Times of London: The murder of a second Russian dissident on British soil was averted last month when police and intelligence agencies intercepted a suspected killer in London. In a move likely to damage already strained relations between Britain and Russia, Scotland Yard said that officers last month arrested a man on suspicion of conspiracy to murder billionaire Russian exile Boris Berezovsky and held him for two days before deporting the man back to Russia.
Associated Press: President Bush reiterated his threat to veto Senate legislation that would substantially increase funds for children's health insurance by levying a 61-cent-a-pack increase in the federal excise tax on cigarettes. Renewal of the State Children's Health Insurance Program has been considered by many to be the most important health legislation that Congress is taking up this year.
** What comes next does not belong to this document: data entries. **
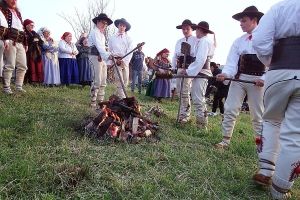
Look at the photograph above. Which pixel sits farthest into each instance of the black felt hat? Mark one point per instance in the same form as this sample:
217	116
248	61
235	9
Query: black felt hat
102	16
186	22
250	11
123	21
204	25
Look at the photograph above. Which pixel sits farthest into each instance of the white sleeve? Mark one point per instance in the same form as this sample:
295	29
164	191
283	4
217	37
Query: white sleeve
201	57
231	66
63	48
263	38
130	47
104	54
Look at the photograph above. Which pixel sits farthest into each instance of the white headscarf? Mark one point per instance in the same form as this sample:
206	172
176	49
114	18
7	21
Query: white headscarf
41	32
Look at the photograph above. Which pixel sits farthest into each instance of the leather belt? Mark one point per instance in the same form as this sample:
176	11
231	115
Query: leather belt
188	61
16	35
94	51
3	32
250	64
286	54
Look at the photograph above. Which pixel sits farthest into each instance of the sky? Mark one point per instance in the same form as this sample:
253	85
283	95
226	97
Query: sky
153	22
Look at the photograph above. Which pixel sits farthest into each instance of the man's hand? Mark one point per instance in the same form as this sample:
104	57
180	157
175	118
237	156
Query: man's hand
174	71
213	88
183	72
221	77
161	71
119	62
260	83
6	46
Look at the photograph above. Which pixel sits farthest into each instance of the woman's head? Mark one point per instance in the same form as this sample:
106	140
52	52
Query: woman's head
84	41
29	24
164	53
67	36
12	4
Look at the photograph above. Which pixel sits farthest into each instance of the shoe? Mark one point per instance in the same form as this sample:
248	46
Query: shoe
93	105
212	114
183	121
202	128
20	89
262	179
222	144
7	90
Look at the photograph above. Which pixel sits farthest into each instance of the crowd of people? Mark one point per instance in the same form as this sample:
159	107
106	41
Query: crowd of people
255	57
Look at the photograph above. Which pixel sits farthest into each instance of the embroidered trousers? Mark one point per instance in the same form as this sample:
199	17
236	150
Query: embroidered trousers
233	103
281	131
99	79
15	58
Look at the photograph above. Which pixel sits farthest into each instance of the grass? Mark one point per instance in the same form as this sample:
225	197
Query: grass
45	156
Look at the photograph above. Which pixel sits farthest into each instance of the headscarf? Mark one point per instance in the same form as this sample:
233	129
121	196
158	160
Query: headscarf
28	21
41	32
65	35
81	40
163	51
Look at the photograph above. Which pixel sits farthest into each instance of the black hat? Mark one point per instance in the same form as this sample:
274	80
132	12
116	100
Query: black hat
102	16
250	11
204	25
185	22
123	21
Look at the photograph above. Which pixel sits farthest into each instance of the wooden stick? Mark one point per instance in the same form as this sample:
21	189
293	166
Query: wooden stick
141	44
120	78
170	76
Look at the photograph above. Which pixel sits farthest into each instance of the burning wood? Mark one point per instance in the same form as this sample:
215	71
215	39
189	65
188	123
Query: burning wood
121	119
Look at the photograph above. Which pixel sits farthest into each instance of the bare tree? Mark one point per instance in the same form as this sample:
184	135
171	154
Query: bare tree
82	22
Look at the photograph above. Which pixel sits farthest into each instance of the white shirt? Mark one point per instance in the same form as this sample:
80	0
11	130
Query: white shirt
281	21
16	22
191	40
97	39
65	50
204	48
241	45
120	46
3	21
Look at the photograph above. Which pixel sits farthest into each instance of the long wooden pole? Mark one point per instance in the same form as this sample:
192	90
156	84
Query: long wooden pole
170	76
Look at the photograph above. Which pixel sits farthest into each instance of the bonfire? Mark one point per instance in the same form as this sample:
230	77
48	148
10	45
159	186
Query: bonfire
121	120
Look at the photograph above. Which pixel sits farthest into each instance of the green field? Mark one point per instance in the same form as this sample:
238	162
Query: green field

Reuters: IBM, the world's largest technology-services company, posted a 12% jump in second-quarter profit and raised its 2007 earnings forecast as revenue surged on software company acquisitions.
Wall Street Journal: The Securities and Exchange Commission intends to file civil charges against a Dow Jones board member -- David Li, chairman and chief executive of Bank of East Asia -- in connection with an unfolding insider-trading case, according to people familiar with the matter.
Nature: The island that is now England, Scotland and Wales was severed from continental Europe by a cataclysmic flood during the last ice age, according to new research on the Dover Strait from a group based in Britain.
* * *
Quote of the Day
"With the level of resource utilization relatively high and with a sustained moderation in inflation pressures yet to be convincingly demonstrated, the FOMC has consistently stated that upside risks to inflation are its predominant policy concern," Federal Reserve Chairman Ben Bernanke told Congress yesterday, suggesting Fed policy makers' concern about prices makes any imminent cut in interest rates extremely unlikely. Despite an ailing housing market's consequences for the economy, the Fed is worried that a tight labor market might boost inflation, because persistent demand for new workers could mean U.S. productivity is slowing, Mr. Bernanke said.